Helen Heagran lives in Romford town centre and is a teaching assistant at Crowlands Primary School in London Road. She is the new face of Target Ovarian Cancer’s Take Ovar campaign, which hopes to raise public awareness and fund more research into the disease.

Mother-of-two Helen told the Recorder she’s still getting used to having her face plastered across the country.

“I didn’t realise how big it was going to be - everyone’s been seeing me at the moment.
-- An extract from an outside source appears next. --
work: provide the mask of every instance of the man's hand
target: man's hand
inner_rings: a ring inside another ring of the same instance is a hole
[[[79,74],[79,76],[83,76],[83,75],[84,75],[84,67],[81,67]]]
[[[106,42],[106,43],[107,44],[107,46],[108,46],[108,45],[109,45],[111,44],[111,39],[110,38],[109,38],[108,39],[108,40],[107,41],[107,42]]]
It’s quite funny really,” she said.

“One of my sons’ work colleagues went on a business trip up to Leeds, and apparently I’m on a billboard up there at the moment!”

Helen admits she was left “devastated” when she was diagnosed with ovarian cancer in December 2015, just before Christmas.

“The UK has one of the worst ovarian cancer survival rates in Europe and that’s because the funding for trials and research just isn’t there.

“If we as a country put more money into these small cancers then we would see more results.”

Tragically, 11 women die every day from ovarian cancer, and due to a lack of well-funded research the majority of women diagnosed will be treated the exact same way as those diagnosed 20 years ago.

That is something that Helen hopes the Take Ovar campaign could change.

She said: “I joined Target Ovarian Cancer on this campaign because I’m passionate about changing the future for women who are diagnosed with ovarian cancer. I have personal experience and have seen the effect this disease can have on people’s lives.

“We urgently need more new treatments for the disease and there is chronic under funding in ovarian cancer compared to other cancers.

“Enough is enough – it’s time to act now.”

Sadly, Helen’s cancer has now returned and she has been told it is incurable.

“I don’t live with cancer, it lives with me,” she told the Recorder.

“It’s about maintaining myself and my health now.

“It has to put up with me, and I’m a northern lass so I’m going to put up one hell of a fight!”